## Implementing binary decision trees with real valued features
**Labels must be -1 and 1!!**

In [1]:
from sklearn.datasets import make_classification
from sklearn.cross_validation import train_test_split
import numpy as np
from __future__ import division

### Generate a fake dataset 

In [60]:
#artificial training dataset
Xtrain = np.random.rand(1000,2)
y = np.ones(1000)
y[(Xtrain[:,0] < 0.5)] = -1

### Another fake dataset with more features

In [506]:
X,y = make_classification(n_samples=2000,n_features=10,n_informative=5,n_classes=2)
print X.shape
print np.unique(y) #original labels are 0 and 1
ind = y==0
y[ind] = -1
print np.unique(y)

(2000, 10)
[0 1]
[-1  1]


## Train-test split + Split test data into target1 (for expansion) and target2 (for reduction)

In [507]:
X_source, X_test, y_source, y_test = train_test_split(X, y, test_size=0.33, random_state=42)
print X_source.shape

(1340, 10)


In [508]:
X_target1, X_target2, y_target1, y_target2 = train_test_split(X_test,y_test)
print X_target1.shape

(495, 10)


# Decision tree implementation

### Function to count number of mistakes while predicting majority class

Recall from the lecture that prediction at an intermediate node works by predicting the **majority class** for all data points that belong to this node.

Now, we will write a function that calculates the number of **missclassified examples** when predicting the **majority class**. This will be used to help determine which feature is the best to split on at a given node of the tree.
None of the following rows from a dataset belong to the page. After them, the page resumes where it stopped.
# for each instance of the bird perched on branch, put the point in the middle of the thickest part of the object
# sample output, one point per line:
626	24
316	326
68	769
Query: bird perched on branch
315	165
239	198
**Note**: Keep in mind that in order to compute the number of mistakes for a majority classifier, we only need the label (y values) of the data points in the node. 

** Steps to follow **:
* ** Step 1:** Calculate the number of +1 and -1
* ** Step 2:** Since we are assuming majority class prediction, all the data points that are **not** in the majority class are considered **mistakes**.
* ** Step 3:** Return the number of **mistakes**.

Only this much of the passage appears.